The 6th January also marks a moment in my own journey. It was the day we brought my eldest home from hospital. She had been born in the evening the night before and we had spent a night in hospital with me on some pretty heavy pain relief trying to adjust to this little person. Taking her home on that day, we had several comments from people about her being our gift.

I remember seeing this little person in the car seat in our front room and wondering what on earth I was meant to do! I have never been a good 'baby person' and I found the responsibility of being a Mum a very hard and long journey in those first few months. The idea of this weight being a gift seemed very strange to me in those days. Years later, and having gone through the process again, I know that the girls are gifts and they bring so much joy to my life, as well as the responsibility which being a parent brings.


This idea of a gift carrying a weight brings me on to this young mum, over 2000 years ago, welcoming strange travellers into her home with a story of a bright star. I wonder how she felt when they unwrapped their gifts - Gold for a King, Frankincense for Divinity and Myrrh to mark death and suffering. How could she look at her small child and wonder what would this mean for him, what lay in store for his future. I wonder how the weight of these gifts lay on her shoulders.
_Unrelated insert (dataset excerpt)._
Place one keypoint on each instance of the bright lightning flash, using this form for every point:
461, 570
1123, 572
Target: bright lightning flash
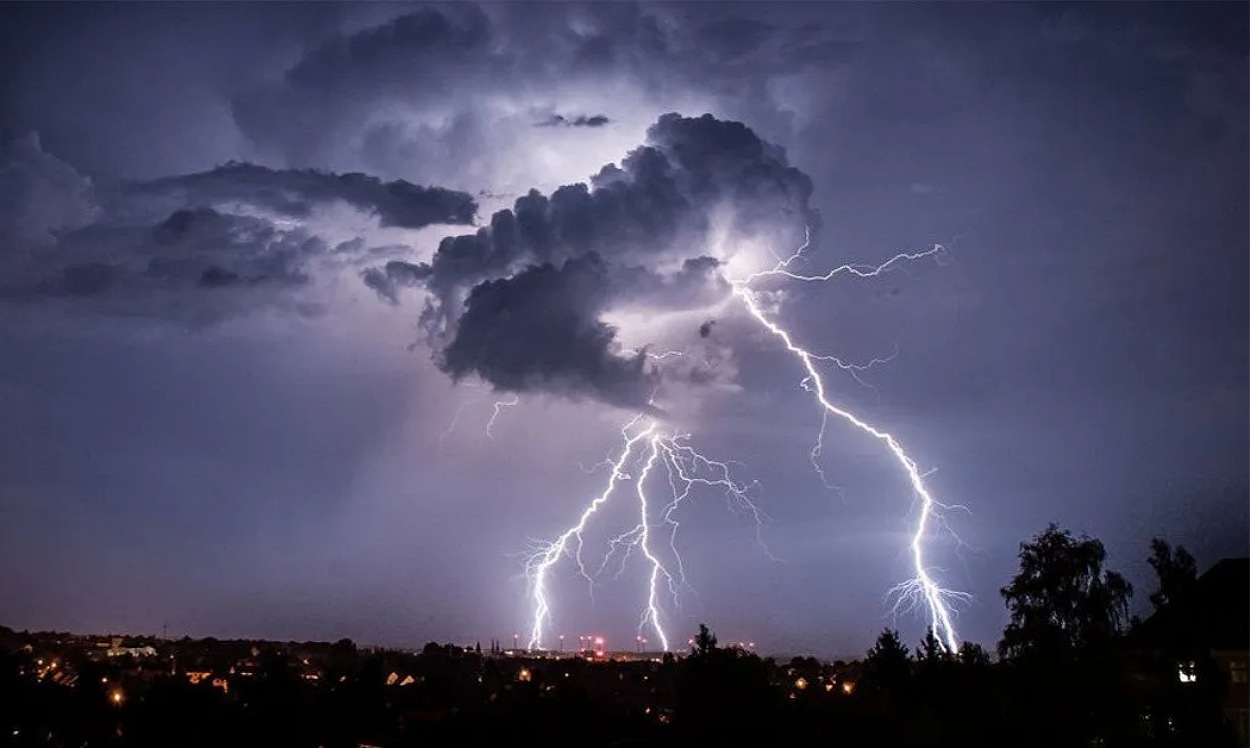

We've entered another period of lockdown here and this time it seems harder. The days are colder, the girls are older and have more work or need more to occupy them. Spending afternoons playing out in the garden with the sand and paddling pool clearly isn't an option. I can look back over Spring and Summer 2020 and see that it was a gift and that in the time we spent together, we grew stronger and made some amazing memories. Today, the gift of that time together seems heavier, weighted with weariness and a worry for ourselves, the children's development and our families health. But there will be a time where we look back on this as the gift it truly was. I wonder how that will feel?

A very tired mum with a very small little person.